The speed-accuracy trade-off: In the study of motor learning it is understood that a speed accuracy trade of exists, and different skills fall on various places in the spectrum. For example, opening a locked door with a key requires slow movement with a high degree of accuracy. However most coaches assume this would apply to pitching, they want players to slow their body down in an attempt to be more accurate. Unfortunately, the sacrifice of velocity for strikes is detrimental to long term development. Throwing a baseball in a specific zone is challenging for anyone, let alone a 9 year old boy who is physically undeveloped. The skill of pitching at a young age can actually reduce a players ability to build the intent to throw hard. Pre puberty is the ideal period to develop intent because most children are much more neurologically plastic than teens and adults. By allowing intent to develop at a young age we can then focus on the skill of pitching post puberty because the player will already have a high understanding of intent.

There are a verity of ways to help players develop intent; we mainly use Driveline Plyocare balls which come in both over and underweight compared to a baseball, as well as run n’ gun throwing drills. By throwing balls that are over weighted it forces the athlete to produce more force when throwing, inversely when using the underload balls it allows the player to feel what its like to create large amounts of arm speed that will subsequently increase velocity. The run n’ gun is also a great tool to use, the drill consists of an athlete having a 20 yard build up jog before shuffling and throwing the ball. This drill forces the athlete to understand not only how to produce high amounts of force but also dissipate force.

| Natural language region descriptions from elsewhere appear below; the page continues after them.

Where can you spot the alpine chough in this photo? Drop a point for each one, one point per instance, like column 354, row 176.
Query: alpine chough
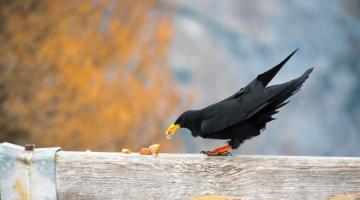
column 242, row 115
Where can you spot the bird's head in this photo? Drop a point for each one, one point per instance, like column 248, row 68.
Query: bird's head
column 185, row 120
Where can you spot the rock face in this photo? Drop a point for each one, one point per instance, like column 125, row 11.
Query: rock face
column 219, row 47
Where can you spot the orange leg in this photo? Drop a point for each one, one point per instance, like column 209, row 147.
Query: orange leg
column 221, row 151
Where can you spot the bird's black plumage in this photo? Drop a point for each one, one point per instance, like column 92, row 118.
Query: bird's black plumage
column 244, row 114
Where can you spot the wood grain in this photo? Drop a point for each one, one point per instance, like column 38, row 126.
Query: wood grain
column 91, row 175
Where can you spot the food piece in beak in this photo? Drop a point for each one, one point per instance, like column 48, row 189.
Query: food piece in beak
column 171, row 130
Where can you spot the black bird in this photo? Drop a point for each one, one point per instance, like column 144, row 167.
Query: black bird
column 242, row 115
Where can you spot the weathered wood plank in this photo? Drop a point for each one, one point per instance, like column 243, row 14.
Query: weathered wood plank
column 173, row 176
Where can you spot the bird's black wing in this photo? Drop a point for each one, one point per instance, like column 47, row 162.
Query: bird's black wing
column 243, row 104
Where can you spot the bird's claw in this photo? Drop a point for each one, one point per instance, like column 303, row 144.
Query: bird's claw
column 212, row 153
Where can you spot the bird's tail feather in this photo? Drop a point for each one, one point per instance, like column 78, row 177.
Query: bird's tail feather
column 280, row 100
column 267, row 76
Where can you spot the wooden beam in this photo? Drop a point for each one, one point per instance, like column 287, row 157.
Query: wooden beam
column 91, row 175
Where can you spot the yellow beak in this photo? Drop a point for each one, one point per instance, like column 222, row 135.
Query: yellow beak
column 171, row 130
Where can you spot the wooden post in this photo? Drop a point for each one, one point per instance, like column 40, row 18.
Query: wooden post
column 91, row 175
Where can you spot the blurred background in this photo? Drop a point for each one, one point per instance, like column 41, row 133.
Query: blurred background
column 103, row 75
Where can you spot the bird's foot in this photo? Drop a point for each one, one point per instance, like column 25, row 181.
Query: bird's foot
column 222, row 151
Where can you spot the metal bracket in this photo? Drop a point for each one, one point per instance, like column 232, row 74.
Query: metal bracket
column 27, row 174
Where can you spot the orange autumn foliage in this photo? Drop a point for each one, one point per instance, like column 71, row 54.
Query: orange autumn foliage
column 85, row 74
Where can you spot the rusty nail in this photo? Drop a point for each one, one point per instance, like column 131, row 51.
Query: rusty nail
column 29, row 147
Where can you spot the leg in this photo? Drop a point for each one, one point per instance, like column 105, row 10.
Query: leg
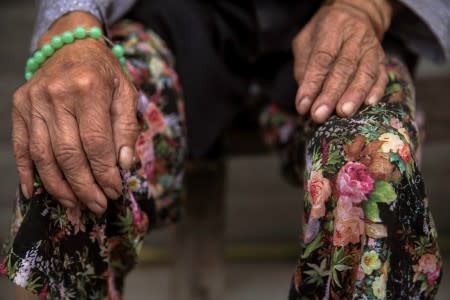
column 63, row 253
column 368, row 229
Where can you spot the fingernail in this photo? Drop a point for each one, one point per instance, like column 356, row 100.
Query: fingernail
column 100, row 200
column 126, row 157
column 372, row 99
column 322, row 112
column 25, row 192
column 67, row 203
column 348, row 108
column 304, row 104
column 111, row 193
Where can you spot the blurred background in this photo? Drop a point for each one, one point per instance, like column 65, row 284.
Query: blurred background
column 261, row 232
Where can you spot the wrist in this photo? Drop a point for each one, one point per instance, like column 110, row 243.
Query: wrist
column 67, row 23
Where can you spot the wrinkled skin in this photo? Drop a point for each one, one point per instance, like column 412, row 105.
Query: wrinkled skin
column 338, row 63
column 72, row 120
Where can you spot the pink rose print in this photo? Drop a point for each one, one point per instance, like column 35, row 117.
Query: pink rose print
column 74, row 215
column 319, row 189
column 348, row 223
column 353, row 181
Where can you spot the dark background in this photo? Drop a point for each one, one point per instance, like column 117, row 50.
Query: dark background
column 260, row 257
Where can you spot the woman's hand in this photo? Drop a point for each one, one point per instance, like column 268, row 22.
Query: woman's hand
column 339, row 59
column 74, row 120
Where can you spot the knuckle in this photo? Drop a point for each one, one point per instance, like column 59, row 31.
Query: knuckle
column 323, row 58
column 94, row 142
column 86, row 81
column 67, row 155
column 345, row 67
column 370, row 73
column 57, row 88
column 18, row 97
column 38, row 152
column 35, row 92
column 331, row 94
column 19, row 148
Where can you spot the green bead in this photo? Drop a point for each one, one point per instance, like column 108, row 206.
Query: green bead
column 28, row 75
column 48, row 50
column 95, row 32
column 118, row 51
column 67, row 37
column 79, row 32
column 39, row 57
column 57, row 42
column 32, row 65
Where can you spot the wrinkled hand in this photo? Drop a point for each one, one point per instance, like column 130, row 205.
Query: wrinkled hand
column 338, row 63
column 73, row 120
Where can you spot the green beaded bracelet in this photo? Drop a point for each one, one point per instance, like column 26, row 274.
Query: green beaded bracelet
column 40, row 56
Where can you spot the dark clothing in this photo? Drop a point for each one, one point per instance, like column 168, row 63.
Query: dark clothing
column 222, row 48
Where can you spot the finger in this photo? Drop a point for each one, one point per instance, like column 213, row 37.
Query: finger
column 301, row 55
column 124, row 122
column 93, row 115
column 69, row 154
column 377, row 92
column 319, row 65
column 365, row 78
column 45, row 162
column 337, row 82
column 24, row 165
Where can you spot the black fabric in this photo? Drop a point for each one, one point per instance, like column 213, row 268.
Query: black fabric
column 223, row 47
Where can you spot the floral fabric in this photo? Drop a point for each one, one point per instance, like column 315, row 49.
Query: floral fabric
column 368, row 232
column 61, row 253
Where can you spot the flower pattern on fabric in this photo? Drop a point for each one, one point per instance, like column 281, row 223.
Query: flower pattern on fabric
column 60, row 253
column 373, row 238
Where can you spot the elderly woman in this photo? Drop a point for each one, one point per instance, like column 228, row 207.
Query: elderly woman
column 95, row 178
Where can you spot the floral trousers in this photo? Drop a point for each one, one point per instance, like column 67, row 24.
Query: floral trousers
column 367, row 231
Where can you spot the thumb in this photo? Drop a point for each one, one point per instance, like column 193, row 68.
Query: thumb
column 124, row 122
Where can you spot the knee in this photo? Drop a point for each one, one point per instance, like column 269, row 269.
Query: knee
column 381, row 138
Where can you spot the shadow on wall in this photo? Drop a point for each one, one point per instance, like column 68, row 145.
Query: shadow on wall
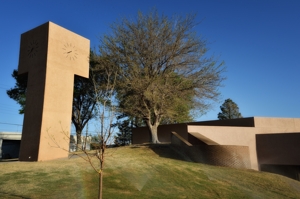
column 218, row 155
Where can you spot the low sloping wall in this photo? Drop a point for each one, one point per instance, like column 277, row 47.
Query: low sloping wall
column 218, row 155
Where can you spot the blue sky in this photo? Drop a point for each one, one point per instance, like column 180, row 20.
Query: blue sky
column 258, row 40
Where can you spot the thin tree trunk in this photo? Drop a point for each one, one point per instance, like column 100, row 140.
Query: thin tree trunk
column 153, row 130
column 100, row 184
column 79, row 143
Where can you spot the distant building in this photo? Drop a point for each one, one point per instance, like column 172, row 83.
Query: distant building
column 264, row 144
column 10, row 144
column 85, row 142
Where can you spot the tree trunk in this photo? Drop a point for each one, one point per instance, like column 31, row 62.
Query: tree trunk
column 78, row 134
column 100, row 184
column 153, row 130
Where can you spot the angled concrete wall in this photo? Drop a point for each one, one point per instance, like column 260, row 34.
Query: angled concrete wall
column 245, row 136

Developing velocity is one of the most challenging yet rewarding journeys to undertake. Velocity improvement is no-linear, meaning that it can fluctuate up and down and doesn’t directly increase with increased weight room numbers. The true key to developing velocity is through a comprehensive plan that is executed with consistency. We will say it again, the key to developing velocity is through CONSISTENCY of training. Change takes time and the time to improve mobility, strength and throwing mechanics isn’t always sexy. Its about showing up and taking the small menial things with the upmost importance.